Review | “like some lost movie at a secret midnight screening” A Ritual Sea – A Ritual Sea


At its best, music is transportive. One of the singular characteristics of the genre is to weave and insinuate new worlds from the ground up. Merging with the listeners own imagination, taking us to places and spaces we’ve never been, making us want to delve further. A Ritual Sea is a band that not only plays with this tenet but revel in it. Creating a dreamlike milieu that unfolds like some lost movie at a secret midnight screening, the group’s debut pulls you into its sphere. 

From the obscured textural drifting, punctuated beat and bewitching vocals of album opener, ‘Radiate’ pulls everything into a soft, hazy focus.
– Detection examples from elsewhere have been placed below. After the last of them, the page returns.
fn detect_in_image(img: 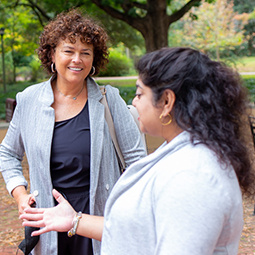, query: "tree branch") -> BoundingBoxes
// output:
[168,0,201,24]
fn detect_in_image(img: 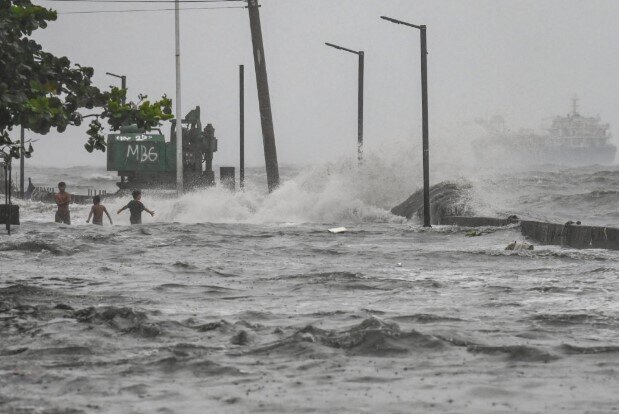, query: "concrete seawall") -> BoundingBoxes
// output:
[520,220,619,250]
[441,216,619,250]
Indeed, A Ritual Sea’s dream-pop sound compels the listener to fall further in their deftly constructed soundscapes, as every melody, harmony, and beat undulates within a distant background or upfront foreground. 

A mood-driven affair, A Ritual Sea has an overarching atmosphere of abstraction that mirrors lyrical and musical expressionism. Guitars, drums and vocals all meld into one on songs like ‘Seasons (Like You)’, the slow-burn beat and pensive tone of ‘Serpentine’ and buzzsaw cacophony of ‘Violet’, all rest within the same sonic milieu whilst adding dimensions and dynamics to the record’s overall sound. 

However, it’s ‘Saving Grace’ that stayed with me long after listener. A shorter offering, comparatively, the jangled, jolting backbone of the track perfectly juxtaposes the serenity of the vocals. While A Ritual Sea’s ability to contort tension and melody around one another comes to the fore all within three minutes of poised Dreamwave world-building. 

And so it goes, A Ritual Sea raises soundscapes from deep atmospheric tides. All too often, albums that aim for nuanced moods and tones end up becoming engulfed by them. Their debut, A Ritual Sea, finds the right balance and never isolate the listener; instead, they compel us to follow. A the beginning of this review, I said music has the singular ability to create shared worlds between artist and audience. A Ritual Sea is one such place.